Depuis peu, une suspension orale de propranolol est commercialement disponible au Canada. Le manufacturier de ce produit a mené un essai clinique publié dans le New England Journal of Medicine afin de supporter sa commercialisation. Ce genre d’initiative est exactement ce qui est encouragé par plusieurs acteurs ayant un intérêt pour le développement de médicaments spécifiques à la pédiatrie. Citons notamment le Best Pharmaceuticals for Children Act américain, des mesures similaires de l’EMA, des recommandations canadiennes, et le travail du Centre de formulations pédiatriques Goodman.

Cependant, l’évaluation de l’ACMTS montre un prix très élevé par rapport au coût des préparations magistrales de propranolol, et recommande que le produit ne soit remboursé par les assureurs uniquement après une diminution substantielle de son prix.

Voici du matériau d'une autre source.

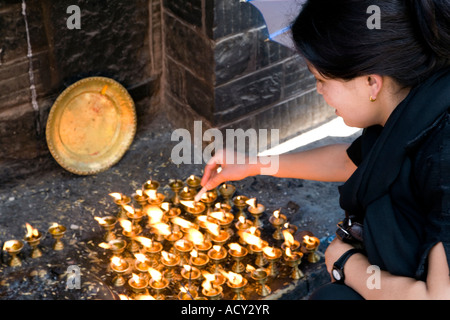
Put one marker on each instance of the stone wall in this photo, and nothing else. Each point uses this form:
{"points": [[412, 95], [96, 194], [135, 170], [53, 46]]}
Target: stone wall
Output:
{"points": [[220, 65], [115, 40], [202, 60]]}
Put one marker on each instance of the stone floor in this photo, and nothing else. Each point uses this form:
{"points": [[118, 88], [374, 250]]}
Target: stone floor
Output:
{"points": [[74, 201]]}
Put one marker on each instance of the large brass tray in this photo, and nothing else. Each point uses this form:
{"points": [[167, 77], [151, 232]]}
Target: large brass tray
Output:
{"points": [[91, 125]]}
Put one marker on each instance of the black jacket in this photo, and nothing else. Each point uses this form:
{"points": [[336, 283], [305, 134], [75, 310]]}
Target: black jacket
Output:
{"points": [[401, 189]]}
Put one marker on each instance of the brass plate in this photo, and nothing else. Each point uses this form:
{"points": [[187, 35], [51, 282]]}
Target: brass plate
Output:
{"points": [[91, 125]]}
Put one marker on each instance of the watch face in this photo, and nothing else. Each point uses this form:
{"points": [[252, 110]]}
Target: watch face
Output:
{"points": [[336, 275]]}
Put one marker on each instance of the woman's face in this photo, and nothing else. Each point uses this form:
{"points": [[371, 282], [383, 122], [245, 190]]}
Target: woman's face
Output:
{"points": [[350, 99]]}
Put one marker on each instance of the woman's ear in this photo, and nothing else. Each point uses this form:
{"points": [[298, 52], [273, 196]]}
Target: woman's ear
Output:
{"points": [[375, 83]]}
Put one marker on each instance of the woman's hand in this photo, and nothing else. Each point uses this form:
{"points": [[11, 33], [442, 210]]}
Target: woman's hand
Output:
{"points": [[334, 251], [225, 165]]}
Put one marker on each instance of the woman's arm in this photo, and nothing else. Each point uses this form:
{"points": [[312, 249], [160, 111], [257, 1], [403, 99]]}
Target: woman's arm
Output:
{"points": [[328, 163], [437, 285]]}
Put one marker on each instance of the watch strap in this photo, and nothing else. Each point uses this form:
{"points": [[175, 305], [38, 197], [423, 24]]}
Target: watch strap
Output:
{"points": [[339, 264]]}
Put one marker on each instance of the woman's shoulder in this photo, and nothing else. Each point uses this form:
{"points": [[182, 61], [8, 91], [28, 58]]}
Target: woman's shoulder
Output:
{"points": [[430, 156]]}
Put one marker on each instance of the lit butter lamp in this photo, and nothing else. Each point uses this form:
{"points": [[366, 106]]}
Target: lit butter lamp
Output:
{"points": [[182, 247], [150, 185], [211, 290], [310, 244], [117, 246], [154, 197], [198, 239], [289, 241], [131, 232], [158, 283], [198, 259], [33, 238], [138, 284], [236, 283], [170, 261], [208, 198], [208, 225], [152, 249], [237, 253], [240, 202], [191, 275], [293, 260], [13, 247], [120, 200], [57, 232], [224, 218], [141, 264], [119, 266], [187, 294], [217, 255], [256, 210], [141, 198], [256, 246], [273, 255], [227, 190], [186, 194], [260, 275], [176, 185], [107, 223], [277, 220], [193, 182], [194, 208]]}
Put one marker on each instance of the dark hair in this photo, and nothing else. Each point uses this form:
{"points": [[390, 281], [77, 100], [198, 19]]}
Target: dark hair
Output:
{"points": [[413, 40]]}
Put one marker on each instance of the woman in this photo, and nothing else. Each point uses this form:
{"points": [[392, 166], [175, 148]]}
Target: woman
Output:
{"points": [[395, 83]]}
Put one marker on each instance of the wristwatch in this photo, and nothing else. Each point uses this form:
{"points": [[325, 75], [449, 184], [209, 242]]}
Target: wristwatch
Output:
{"points": [[338, 267]]}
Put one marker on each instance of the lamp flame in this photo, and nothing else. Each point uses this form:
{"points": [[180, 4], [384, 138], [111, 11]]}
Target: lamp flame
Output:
{"points": [[31, 232], [146, 242], [194, 253], [288, 252], [249, 268], [151, 193], [234, 278], [155, 274], [101, 221], [168, 256], [276, 214], [126, 225], [117, 261], [188, 203], [104, 245], [252, 239], [269, 251], [182, 222], [218, 215], [140, 257], [235, 247], [288, 238], [251, 202], [195, 236], [154, 213], [117, 196], [162, 228]]}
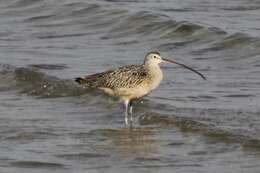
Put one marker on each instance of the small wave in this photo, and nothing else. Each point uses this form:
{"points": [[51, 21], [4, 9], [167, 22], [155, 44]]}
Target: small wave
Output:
{"points": [[209, 130], [33, 82], [36, 164], [36, 83]]}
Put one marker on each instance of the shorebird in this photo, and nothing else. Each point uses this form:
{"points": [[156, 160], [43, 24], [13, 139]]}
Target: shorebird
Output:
{"points": [[131, 82]]}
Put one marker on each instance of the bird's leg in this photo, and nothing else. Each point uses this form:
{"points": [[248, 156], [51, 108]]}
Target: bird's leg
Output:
{"points": [[131, 110], [126, 103]]}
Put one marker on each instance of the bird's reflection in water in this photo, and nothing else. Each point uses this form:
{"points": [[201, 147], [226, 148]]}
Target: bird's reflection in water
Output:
{"points": [[136, 142]]}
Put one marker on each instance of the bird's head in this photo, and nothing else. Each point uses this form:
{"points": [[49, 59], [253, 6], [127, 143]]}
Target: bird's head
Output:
{"points": [[154, 58]]}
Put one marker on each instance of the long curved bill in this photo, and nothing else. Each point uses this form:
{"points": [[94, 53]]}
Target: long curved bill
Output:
{"points": [[185, 66]]}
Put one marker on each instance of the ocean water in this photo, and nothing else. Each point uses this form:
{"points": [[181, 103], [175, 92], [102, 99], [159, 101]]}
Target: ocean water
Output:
{"points": [[48, 123]]}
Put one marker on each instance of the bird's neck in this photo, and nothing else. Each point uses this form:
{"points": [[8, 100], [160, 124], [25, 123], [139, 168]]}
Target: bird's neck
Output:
{"points": [[154, 71], [152, 68]]}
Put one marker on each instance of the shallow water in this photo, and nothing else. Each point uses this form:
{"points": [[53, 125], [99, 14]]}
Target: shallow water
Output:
{"points": [[50, 124]]}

L’évaluation de l’INESSS de ce produit a été publiée cet automne. Il a été choisi de ne pas inscrire le médicament à la liste de la RAMQ en raison de son coût; le justificatif est l’utilisation déjà répandue de préparations magistrales de propranolol à faible coût comparativement à ce produit. Le document de l’INESSS mentionne les directives de Santé Canada et de l’OPQ:

Selon l’INESSS, le caractère non optimal du recours aux préparations magistrales ainsi que les considérations relatives aux principes énoncés dans la politique 0051 de Santé Canada et les normes professionnelles ne peuvent contrebalancer le prix très élevé [du produit].

Bien sûr, l’INESSS écrit ce document avec la perspective de l’impact de sa décision sur l’assureur qu’est la RAMQ, le coût est donc au coeur de ses préoccupations. Pourtant, cet organisme n’a pas le pouvoir d’autoriser les pharmaciens à passer outre les directives de Santé Canada et de l’OPQ, celui-ci n’ayant aucun rôle dans l’application de ces normes ni l’inspection professionnelle. Les pharmaciens se retrouvent donc avec le dilemme de devoir choisir entre fournir au patient la préparation magistrale couverte par leur assurance et du même coup contrevenir aux normes sur les préparations magistrales, ou bien demander au patient de débourser un montant exorbitant pour le produit commercial.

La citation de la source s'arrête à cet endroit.